Cometh the hour, cometh Jean-Claude Juncker. It isn’t quite clear just how many soybeans Brussels intends to buy from the US, but if Trump understood Juncker correctly, it will be “a lot,” and it will start “immediately” – and that’s before we get to the “vast amounts of liquefied natural gas”  heading east across the Atlantic.

Even less clear is who will actually buy these beans, considering there is little reason why Europeans should have developed an intense desire for soybeans in the course of the last day or so, even if veganism is going from strength to strength.  So far it only says that “the EU” will be on the purchasers’ side.  But despite the fuzzy details,  this is still a big and much-needed strategic win for Donald Trump.

What did Juncker get in return? Very little, as it turns out. In his opinion, the biggest win was that the US side had “agreed to not increase tariffs on cars as long as we are on negotiating terms”. Trump had originally planned to increase the current 2.5 per cent tariff on European cars to 20 per cent — far in excess of the EU’s ten per cent tariff on American cars.

That threat had raised the alarm in Europe, with Angela Merkels’s government in particular lobbying the Commission to do everything in its power to prevent what would have been a catastrophe for the German car industry.
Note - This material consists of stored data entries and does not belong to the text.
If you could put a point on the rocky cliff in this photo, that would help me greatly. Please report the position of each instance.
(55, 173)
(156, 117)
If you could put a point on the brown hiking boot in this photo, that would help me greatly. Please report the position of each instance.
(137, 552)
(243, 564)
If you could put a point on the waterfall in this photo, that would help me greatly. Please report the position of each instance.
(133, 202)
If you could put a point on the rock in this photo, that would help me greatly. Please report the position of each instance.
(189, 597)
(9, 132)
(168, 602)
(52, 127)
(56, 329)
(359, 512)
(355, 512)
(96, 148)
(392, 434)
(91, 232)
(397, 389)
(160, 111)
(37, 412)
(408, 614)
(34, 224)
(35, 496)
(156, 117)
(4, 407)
Thankfully for them, those tariffs — which it must be noted were never actually in place — are gone.

Unfortunately, all of Trump’s other tariffs are still in place, including the ludicrous 25 per cent charge on steel and aluminium imports. So too are the EU’s retaliatory levies on some $3.3 billion of American products such as Harley Davidson motorcycles, Kentucky bourbon and Levi’s jeans. And the EU’s 10 per cent tariff on American cars remains, as does the much less onerous American levy.
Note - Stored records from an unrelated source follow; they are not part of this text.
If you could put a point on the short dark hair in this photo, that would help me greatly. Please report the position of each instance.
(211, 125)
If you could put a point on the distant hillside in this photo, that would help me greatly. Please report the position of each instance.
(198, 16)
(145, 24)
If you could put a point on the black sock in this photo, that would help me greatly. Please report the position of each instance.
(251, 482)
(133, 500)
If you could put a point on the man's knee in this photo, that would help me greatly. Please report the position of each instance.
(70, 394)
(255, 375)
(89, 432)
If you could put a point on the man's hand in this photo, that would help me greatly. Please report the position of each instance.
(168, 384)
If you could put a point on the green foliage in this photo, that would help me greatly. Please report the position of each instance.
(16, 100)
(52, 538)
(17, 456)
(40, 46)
So, for all the chummy discussions, pretty much everything remains as it is the same, except that Trump has been generous enough to forestall hiking car tariffs and the EU seems committed to buying a lot more soybeans and natural gas than it actually needs.
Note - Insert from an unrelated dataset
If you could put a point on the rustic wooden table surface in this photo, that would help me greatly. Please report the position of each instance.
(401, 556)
And what of the idea that free trade is back on the agenda? Well, for all the pledges “to work together toward zero tariffs, zero non-tariff barriers, and zero subsidies on non-auto industrial goods”, there is precious little concrete action to back up the warm words.

It is all a far cry from the positive noises the day before the meeting, when Trump suggested that “all tariffs, barriers, and subsidies” could simply be abolished, and EU Budget Commissioner Günter Oettinger agreed this option might be on the table.

This is not to say that the results of yesterday’s meeting aren’t promising. Friendly dialogue is always better than a full-fledged trade war, and it is good to see that further escalation is off the agenda for the time being. But it would be an exaggeration to suggest this meeting was a big step on the path to transatlantic free trade.

All the tariffs that were in place before yesterday are still in place today; the only ones gone are those Trump had threatened to implement. For all their soundbites about cooperation, we are still a long way from the tariff-free trade that is in everyone’s interests. A politician that was really committed to free trade would abolish all their tariffs now. Unfortunately, neither Juncker or Trump are that politician.

Kai Weiss is a Research and Outreach Officer at the Austrian Economics Center and a board member at the Hayek Institute.